마지막 업데이트: 2026-06-16 GitHub Pages: https://minuum.github.io/MoNaVLA/
| Method | Architecture | CL ↑ | FPE ↓ | Note |
|---|---|---|---|---|
| E2E VLA (Exp11) | Kosmos-2 + LoRA | 0.0% | 1.454 m | Text attn 0%, structural failure |
| Decomp v1 (Exp14) | CLIP + BBox MLP | 66.7% | 0.555 m | First decomposition baseline |
| Simple MLP (Exp65b) | CLIP + plain MLP | 10.3% | — | No L2-norm, no aug → pipeline ablation |
| Ours (Exp66) ★ | CLIP + L2-norm + aug | 96.6% | 0.094 m | SOTA · MLP w=4 |
| Ours (Exp66 LSTM) | CLIP + L2-norm + aug | 96.6% | 0.080 m | Best FPE · LSTM w=16 |
Pipeline ablation: Simple MLP 10.3% → L2+aug 96.6% (×9.4 gap). Grounding source (HSV / base PG2 / LoRA cx) irrelevant once pipeline is correct.
[RGB Frame 224×224]
↓
[Kosmos-2 Vision Encoder] — frozen
↓ 1024-dim
[image_proj → 256-dim, L2-normalize]
↓
[Concatenate] ← BBox History (cx,cy,area,has_bbox × 8frames) = 32-dim
↓ 288-dim
[ActionMLP: 256→128→64→8]
↓
[8 Actions: STOP / FWD / LEFT / RIGHT / FWD+L / FWD+R / ROT_L / ROT_R]
↑
[Proximity Override: area≥0.50 AND |cx-0.5|≤0.30, 2 consecutive → STOP]

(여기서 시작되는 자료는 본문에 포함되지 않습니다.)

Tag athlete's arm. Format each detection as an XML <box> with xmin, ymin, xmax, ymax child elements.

- Stage 1 v2: Kosmos-2 encoder + image_proj (val_acc 98.1%)
- Stage 2 (Exp66): ActionMLP on frozen Stage 1 features (val_acc 93.5%, CL 96.6%)
- Text attention = 0% — Google-robot post-trained Kosmos-2의 구조적 사망. LoRA/head-only 모두 복구 불가. E2E 실패의 근본 원인.
- Pipeline이 유일 결정 변수 — L2-norm + bbox augmentation이 성능의 전부. Grounding 소스 무관.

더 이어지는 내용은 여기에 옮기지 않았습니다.